Bonjour Alexis Lisiak, la Hongrie de Viktor Orban est-elle devenue un modèle de conservatisme en Europe ?

Je dirais à la fois oui et non.

Pour placer les bases, je dois vous référer à un livre de référence en la matière qui est celui de Thibaud Gibelin « Pourquoi Viktor Orban joue et gagne ? ».

La Hongrie est un pays particulier parce que son histoire est mouvementée.

C’est une exception en Europe, car la Hongrie n’est pas issue de l’héritage, ni latin, ni germanique, ni anglo-saxon. Sa langue est complètement déconnectée de celle de ses voisins.

Ainsi, ils ont une vision de l’Europe et du monde qui est assez particulière, car c’est un pays qui se sent isolé par nature et par expérience.

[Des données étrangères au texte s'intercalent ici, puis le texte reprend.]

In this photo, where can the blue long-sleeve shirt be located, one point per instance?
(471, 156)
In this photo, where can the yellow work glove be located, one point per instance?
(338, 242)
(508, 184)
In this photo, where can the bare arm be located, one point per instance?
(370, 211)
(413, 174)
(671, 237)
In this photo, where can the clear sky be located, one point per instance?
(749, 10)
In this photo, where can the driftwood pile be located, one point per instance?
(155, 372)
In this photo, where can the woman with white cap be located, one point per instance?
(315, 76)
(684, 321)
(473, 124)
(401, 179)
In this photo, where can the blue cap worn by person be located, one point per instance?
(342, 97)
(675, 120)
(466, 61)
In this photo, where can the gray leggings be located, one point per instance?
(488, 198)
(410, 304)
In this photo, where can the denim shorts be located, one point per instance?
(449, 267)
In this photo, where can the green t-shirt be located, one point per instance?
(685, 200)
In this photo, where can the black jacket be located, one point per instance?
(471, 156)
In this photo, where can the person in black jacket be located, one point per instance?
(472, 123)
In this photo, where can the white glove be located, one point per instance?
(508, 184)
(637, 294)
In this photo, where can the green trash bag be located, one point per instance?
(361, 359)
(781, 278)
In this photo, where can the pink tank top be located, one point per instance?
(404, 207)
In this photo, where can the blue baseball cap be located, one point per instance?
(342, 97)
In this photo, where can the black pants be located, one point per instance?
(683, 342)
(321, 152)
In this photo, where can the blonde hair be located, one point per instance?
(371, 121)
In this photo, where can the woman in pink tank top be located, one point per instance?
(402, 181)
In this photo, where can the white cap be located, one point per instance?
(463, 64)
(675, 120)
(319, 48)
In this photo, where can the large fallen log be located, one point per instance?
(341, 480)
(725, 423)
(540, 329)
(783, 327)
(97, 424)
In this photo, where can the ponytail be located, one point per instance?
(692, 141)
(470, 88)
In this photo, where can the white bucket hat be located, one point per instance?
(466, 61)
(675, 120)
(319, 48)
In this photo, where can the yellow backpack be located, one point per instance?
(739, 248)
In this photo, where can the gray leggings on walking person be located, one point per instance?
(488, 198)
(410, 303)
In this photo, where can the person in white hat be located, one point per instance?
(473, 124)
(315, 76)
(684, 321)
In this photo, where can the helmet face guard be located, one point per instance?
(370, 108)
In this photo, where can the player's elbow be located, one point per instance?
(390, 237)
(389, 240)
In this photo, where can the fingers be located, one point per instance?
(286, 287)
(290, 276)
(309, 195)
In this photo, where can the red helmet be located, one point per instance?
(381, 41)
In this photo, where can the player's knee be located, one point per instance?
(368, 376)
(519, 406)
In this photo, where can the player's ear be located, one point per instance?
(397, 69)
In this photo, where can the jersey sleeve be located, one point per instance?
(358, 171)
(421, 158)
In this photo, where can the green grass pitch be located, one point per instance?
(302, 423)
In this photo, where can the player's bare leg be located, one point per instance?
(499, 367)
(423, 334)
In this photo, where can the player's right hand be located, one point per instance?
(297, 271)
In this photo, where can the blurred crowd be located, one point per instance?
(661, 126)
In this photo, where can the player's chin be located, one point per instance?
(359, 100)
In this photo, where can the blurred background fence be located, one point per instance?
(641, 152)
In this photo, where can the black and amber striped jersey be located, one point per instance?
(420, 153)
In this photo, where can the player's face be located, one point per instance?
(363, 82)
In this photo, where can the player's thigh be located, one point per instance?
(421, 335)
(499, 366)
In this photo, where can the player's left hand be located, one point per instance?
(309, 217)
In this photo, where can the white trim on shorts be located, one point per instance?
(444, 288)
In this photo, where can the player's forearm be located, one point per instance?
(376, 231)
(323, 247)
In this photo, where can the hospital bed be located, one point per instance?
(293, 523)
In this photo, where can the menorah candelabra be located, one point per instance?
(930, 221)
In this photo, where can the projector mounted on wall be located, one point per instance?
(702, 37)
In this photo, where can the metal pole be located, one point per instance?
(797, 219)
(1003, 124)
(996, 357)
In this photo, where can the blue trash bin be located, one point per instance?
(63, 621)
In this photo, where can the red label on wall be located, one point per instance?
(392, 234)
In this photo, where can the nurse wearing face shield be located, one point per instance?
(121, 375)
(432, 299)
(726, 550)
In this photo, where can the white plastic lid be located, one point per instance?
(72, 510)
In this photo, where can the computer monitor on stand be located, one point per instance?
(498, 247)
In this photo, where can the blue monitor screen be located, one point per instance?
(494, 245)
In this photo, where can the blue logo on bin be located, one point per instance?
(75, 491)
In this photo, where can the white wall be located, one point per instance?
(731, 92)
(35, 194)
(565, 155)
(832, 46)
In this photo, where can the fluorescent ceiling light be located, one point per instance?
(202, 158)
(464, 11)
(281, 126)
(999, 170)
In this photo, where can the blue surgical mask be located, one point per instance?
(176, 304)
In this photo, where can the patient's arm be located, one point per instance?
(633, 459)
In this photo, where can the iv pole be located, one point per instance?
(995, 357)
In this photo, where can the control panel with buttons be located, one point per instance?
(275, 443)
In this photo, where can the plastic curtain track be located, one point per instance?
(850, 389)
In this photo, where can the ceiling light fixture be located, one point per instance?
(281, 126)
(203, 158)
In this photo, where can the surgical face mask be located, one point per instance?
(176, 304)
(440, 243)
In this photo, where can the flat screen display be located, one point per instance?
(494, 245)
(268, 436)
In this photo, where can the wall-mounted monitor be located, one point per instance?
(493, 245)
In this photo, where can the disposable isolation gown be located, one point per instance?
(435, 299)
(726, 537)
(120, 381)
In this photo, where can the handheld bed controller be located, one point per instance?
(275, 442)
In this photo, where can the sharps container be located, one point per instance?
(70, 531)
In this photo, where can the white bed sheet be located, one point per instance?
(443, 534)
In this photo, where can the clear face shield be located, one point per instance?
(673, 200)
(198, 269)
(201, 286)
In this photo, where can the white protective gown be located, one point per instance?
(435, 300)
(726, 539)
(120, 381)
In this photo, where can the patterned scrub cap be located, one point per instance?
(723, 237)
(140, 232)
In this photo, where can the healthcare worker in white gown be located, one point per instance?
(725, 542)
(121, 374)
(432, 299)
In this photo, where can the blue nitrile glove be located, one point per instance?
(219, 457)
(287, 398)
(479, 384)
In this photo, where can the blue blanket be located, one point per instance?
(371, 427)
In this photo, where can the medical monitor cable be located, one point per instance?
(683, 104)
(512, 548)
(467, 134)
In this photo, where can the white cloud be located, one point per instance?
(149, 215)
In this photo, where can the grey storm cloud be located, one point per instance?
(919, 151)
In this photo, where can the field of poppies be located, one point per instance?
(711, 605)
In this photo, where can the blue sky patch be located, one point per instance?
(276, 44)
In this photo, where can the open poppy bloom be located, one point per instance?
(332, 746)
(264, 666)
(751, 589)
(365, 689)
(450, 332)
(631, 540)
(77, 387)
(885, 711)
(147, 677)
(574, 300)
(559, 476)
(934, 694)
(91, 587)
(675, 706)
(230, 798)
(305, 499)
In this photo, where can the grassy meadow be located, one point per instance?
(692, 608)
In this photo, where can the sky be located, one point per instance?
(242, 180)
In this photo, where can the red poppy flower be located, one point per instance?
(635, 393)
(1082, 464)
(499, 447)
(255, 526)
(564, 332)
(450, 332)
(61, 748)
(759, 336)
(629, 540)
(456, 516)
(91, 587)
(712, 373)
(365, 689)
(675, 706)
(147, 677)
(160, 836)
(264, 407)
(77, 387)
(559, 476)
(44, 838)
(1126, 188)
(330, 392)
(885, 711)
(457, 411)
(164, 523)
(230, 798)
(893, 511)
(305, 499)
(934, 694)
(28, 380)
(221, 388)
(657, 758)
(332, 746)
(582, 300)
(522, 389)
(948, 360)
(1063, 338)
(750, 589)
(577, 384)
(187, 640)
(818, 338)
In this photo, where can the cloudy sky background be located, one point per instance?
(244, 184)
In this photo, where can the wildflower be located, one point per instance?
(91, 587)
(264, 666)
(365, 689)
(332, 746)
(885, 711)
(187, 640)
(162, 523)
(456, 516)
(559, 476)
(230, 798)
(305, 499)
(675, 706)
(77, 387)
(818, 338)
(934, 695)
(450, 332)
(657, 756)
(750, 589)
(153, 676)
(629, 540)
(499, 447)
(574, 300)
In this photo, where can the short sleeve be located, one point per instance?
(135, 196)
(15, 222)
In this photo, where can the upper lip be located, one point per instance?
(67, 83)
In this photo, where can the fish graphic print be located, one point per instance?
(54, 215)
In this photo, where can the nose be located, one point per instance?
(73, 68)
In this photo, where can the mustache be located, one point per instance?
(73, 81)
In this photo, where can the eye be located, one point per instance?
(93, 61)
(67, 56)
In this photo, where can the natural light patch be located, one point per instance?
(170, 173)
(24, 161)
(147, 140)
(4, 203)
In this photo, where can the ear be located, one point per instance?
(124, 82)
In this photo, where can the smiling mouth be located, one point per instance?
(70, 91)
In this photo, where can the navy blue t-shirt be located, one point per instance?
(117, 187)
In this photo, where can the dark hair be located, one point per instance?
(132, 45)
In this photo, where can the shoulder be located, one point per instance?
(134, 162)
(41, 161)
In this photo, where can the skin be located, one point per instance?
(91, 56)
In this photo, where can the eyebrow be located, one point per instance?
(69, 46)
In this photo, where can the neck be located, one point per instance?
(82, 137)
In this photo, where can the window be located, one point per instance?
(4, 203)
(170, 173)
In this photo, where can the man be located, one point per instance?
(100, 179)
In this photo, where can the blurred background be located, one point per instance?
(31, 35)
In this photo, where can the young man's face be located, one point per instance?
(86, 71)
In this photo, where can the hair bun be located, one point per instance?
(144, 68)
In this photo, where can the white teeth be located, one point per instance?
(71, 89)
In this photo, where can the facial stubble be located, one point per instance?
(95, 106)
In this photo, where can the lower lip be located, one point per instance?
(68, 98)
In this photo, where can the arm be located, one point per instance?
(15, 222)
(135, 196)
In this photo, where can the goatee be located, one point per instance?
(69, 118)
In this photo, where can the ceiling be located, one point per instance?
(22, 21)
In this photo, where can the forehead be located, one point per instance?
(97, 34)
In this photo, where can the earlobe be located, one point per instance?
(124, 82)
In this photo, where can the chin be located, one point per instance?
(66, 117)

De cette façon, ils réfléchissent différemment des autres pays d’Europe, avec notamment une énorme méfiance vis-à-vis des pays proches qui l’entourent de manière générale mais encore plus de ceux qui viennent de plus loin.

Ce pays cherche à se dessiner son propre chemin parmi toutes les idéologies.

Il cherche également à se trouver les alliés les plus forts possibles pour ne pas les avoir pour ennemis, stratégie typique des petits pays à forte identité.

En même temps, cela le pousse à ne pas accepter facilement ce qu’on lui dicte de faire.

C’est un pays qui a assez été occupé (trop selon les Hongrois) dans son Histoire récente et plus longue, pour se laisser dominer désormais. L’occupation de l’URSS est encore vivace dans les esprits des élites actuelles qui l’ont connu dans leurs jeunesses, l’exemple parfait est Viktor Orban mais c’est le cas pour tous ceux de sa génération en Hongrie.

La politique de la Hongrie se résume ainsi en trois grands points. :

Survivre économiquement en nouant des alliances purement économiques.

Ensuite, l’imperméabilité à la dilution culturelle qui se caractérise par cette indépendance et cette forte identité.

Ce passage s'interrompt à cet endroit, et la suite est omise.